Gary thanks for the 2 sided tape idea...going to try it!!

Bob...laying my track down today...zilla


----------



## Gary#8 (Dec 14, 2004)

Mr. Zilla, Will you be showing us pictures of your new track?  Will there be some wonderfully crazy cars :freak: of yours running around on it? You are the George Barris of our HO scale hobbytalk. :thumbsup: Will your garage be close by or part of the track layout? Will there be girls? and Jeathro and Al Borland. You might want to make a car for Tim Taylor with like 6 enginges or one really big one cause we all love MORE POWER AH AH AH. got to go for now as I'm watching the F1 race live from Malaysia were lots of our beloved little electric cars are made!


----------



## rbrunne1 (Sep 22, 2007)

Gary#8 said:


> Mr. Zilla, Will you be showing us pictures of your new track?  Will there be some wonderfully crazy cars :freak: of yours running around on it? You are the George Barris of our HO scale hobbytalk. :thumbsup: Will your garage be close by or part of the track layout? Will there be girls? and Jeathro and Al Borland. You might want to make a car for Tim Taylor with like 6 enginges or one really big one cause we all love MORE POWER AH AH AH. got to go for now as I'm watching the F1 race live from Malaysia were lots of our beloved little electric cars are made!

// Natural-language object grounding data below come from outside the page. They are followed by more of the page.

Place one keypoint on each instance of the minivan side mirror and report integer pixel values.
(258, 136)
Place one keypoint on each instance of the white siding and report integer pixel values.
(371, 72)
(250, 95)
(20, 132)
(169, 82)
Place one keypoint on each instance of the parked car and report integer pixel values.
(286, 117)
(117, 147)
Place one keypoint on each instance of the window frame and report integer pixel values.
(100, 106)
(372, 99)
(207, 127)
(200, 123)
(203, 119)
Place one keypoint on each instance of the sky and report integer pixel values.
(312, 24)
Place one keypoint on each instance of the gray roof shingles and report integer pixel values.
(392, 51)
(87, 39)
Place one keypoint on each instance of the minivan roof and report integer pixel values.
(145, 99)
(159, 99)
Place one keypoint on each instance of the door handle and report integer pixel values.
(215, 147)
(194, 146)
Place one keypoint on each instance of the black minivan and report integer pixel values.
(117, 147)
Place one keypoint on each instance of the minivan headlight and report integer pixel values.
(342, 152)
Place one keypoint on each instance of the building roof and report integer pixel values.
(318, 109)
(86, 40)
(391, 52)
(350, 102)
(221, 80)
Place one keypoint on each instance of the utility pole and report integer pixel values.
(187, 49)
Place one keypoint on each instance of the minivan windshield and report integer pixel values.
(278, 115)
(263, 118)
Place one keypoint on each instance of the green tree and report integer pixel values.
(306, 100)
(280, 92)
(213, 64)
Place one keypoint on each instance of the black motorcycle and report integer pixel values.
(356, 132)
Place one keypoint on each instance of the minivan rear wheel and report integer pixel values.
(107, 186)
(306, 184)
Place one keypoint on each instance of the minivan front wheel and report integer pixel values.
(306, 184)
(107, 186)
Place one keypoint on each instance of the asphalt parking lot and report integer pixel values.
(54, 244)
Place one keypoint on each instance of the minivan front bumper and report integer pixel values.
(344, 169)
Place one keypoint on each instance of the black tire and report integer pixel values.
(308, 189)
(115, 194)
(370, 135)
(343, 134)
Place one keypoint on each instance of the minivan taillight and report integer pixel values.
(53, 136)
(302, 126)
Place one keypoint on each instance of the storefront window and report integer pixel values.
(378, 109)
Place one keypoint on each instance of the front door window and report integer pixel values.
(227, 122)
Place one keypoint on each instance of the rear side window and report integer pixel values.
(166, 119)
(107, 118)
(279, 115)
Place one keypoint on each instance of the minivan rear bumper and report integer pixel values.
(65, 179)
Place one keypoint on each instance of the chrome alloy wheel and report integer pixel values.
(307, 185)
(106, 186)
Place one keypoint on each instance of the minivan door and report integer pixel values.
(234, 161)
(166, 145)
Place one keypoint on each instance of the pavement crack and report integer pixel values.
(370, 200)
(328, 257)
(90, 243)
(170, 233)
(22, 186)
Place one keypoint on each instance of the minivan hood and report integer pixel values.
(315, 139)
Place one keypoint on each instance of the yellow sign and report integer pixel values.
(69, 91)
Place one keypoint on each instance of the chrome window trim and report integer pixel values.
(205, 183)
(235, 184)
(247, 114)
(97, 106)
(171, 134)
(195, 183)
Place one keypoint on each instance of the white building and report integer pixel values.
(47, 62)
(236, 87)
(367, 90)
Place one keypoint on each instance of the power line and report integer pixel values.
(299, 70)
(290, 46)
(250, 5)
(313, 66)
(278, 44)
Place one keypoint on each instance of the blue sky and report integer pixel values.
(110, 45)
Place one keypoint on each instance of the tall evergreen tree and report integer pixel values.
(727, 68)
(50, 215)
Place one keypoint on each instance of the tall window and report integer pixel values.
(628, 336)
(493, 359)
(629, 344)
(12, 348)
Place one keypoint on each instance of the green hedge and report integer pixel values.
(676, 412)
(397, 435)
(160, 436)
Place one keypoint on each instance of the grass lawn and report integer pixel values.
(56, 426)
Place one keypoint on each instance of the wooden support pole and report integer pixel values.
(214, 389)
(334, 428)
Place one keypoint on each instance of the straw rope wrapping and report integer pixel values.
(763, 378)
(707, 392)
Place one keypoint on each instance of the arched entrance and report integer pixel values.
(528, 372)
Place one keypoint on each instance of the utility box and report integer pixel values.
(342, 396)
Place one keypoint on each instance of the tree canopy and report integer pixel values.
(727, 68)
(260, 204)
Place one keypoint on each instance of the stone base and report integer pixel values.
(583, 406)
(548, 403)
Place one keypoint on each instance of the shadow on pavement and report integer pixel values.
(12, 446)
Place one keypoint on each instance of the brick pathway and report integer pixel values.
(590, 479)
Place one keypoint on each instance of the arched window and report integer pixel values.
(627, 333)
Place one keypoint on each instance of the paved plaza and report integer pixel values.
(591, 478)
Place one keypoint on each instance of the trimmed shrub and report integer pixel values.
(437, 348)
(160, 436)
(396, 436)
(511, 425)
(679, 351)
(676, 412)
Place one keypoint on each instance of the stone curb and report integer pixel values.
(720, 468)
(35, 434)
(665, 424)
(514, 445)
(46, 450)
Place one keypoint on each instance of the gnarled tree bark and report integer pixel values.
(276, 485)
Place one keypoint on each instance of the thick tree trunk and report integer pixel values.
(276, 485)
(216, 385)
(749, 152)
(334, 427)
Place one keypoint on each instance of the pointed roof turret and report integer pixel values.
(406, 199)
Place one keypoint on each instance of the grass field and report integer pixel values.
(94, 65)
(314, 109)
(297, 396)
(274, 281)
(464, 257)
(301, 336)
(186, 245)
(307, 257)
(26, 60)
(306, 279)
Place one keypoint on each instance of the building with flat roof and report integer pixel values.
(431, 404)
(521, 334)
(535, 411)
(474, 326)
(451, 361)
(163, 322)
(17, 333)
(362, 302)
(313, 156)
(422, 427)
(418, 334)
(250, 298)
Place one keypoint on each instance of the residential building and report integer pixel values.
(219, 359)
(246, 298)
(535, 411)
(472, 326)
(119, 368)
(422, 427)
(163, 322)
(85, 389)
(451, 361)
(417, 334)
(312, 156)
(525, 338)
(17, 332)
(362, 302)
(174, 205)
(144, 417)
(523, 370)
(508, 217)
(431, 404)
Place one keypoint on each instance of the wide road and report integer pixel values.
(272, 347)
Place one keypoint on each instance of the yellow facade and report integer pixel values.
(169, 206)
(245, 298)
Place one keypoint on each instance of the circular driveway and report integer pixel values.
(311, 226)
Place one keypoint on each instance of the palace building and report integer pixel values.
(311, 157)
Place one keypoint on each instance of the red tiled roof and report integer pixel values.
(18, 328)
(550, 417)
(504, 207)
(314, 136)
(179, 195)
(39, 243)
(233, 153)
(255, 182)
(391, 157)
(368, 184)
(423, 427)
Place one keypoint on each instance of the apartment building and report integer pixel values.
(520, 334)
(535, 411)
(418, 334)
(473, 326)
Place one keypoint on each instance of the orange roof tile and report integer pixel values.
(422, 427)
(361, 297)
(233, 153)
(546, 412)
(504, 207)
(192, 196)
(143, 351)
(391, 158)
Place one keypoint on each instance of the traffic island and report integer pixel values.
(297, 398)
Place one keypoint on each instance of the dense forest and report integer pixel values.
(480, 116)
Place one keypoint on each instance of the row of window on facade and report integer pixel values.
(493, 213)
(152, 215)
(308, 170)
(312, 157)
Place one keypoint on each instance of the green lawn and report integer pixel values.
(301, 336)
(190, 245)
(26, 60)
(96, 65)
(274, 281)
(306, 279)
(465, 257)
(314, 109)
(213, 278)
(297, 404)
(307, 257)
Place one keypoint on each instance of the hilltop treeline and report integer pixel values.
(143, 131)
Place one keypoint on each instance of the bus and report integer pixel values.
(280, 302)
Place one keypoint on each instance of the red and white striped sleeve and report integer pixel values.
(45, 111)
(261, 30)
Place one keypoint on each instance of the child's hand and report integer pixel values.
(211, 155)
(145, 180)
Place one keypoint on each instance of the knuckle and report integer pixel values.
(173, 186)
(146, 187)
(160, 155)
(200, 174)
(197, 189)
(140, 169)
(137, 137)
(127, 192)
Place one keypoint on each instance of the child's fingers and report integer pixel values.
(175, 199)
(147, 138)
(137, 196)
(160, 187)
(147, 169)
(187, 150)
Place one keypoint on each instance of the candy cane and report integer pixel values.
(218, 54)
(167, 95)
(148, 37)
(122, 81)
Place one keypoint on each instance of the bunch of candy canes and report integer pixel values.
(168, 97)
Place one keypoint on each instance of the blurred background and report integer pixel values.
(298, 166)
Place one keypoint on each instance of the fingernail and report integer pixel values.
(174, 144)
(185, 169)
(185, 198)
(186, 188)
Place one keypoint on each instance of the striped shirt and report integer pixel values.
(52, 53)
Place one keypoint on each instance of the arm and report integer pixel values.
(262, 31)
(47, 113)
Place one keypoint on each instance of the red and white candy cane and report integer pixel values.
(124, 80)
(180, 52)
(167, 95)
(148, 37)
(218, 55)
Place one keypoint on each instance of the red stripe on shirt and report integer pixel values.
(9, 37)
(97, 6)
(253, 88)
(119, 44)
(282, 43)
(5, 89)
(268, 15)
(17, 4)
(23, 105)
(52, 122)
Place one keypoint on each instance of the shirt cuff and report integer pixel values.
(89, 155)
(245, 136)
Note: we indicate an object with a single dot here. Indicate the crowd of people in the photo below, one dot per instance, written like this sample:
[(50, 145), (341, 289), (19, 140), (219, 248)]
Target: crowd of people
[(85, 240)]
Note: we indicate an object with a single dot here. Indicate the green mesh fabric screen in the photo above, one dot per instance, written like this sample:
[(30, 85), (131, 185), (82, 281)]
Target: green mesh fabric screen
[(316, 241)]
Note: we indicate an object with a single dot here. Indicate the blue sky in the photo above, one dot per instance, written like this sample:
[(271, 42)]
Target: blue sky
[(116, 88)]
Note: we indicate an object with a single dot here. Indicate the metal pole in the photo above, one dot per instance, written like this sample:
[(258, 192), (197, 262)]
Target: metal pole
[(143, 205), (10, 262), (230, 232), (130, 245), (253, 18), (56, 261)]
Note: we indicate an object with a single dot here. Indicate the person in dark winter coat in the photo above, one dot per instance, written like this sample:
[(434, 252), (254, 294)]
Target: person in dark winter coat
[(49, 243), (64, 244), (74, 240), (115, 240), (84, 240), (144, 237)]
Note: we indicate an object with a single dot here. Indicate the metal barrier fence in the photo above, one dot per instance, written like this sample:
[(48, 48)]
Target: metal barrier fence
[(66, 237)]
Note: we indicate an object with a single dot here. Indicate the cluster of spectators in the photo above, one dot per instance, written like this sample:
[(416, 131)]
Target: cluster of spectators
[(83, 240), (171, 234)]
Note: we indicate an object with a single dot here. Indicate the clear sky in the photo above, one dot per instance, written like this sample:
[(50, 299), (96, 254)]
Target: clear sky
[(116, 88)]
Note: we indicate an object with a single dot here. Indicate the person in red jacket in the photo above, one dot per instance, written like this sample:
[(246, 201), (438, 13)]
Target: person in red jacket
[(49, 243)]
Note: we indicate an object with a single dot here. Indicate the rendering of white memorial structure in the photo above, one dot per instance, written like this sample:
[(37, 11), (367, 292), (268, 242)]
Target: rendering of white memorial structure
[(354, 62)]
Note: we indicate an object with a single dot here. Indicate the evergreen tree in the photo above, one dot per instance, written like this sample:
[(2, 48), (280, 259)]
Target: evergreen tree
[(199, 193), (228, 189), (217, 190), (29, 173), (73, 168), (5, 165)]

Gary - DVR's were made so we don't have to get up at 5 AM to watch a race...

See ya Tuesday :freak:

Bob B.
Clifton Park, NY


----------



## Gary#8 (Dec 14, 2004)

Bob, 
I one of those trapper, hunter,farmer type guys. Most of my chores are done by 5am! See you Tuesday night at the track. Stock Cars super G + & Indy cars.
Gary


----------



## bobhch (Apr 22, 2007)

Omega said:


> Joe,
> 
> The track is AFX snap lock. I am finally getting around to cleaning each piece. Been down in TN due to My Dad being in the hospital.
> 
> Dave


Dave,

Hope your Dad is doing better now. 

I use Simple Green to clean older dirty track and then clean off with liquid soap and rinse with water in a sink.



Gary#8 said:


> Bob,
> I one of those trapper, hunter,farmer type guys. Most of my chores are done by 5am! See you Tuesday night at the track. Stock Cars super G + & Indy cars.
> Gary


Gary,

Dude you are cracking me up with the trapper, hunter, farmer type guys comment....Hahahahahaha

Have some track down now on my new table. Hope to get some time Saturday (only god knows when I will find time as soccer and a family baby shower are planned right out of the gate in the A.M. aaaaaaaaaaah & Sunday we have a Cub Scout Meeting for 5 hours to plan the 2013 Scout year :freak or Sunday. 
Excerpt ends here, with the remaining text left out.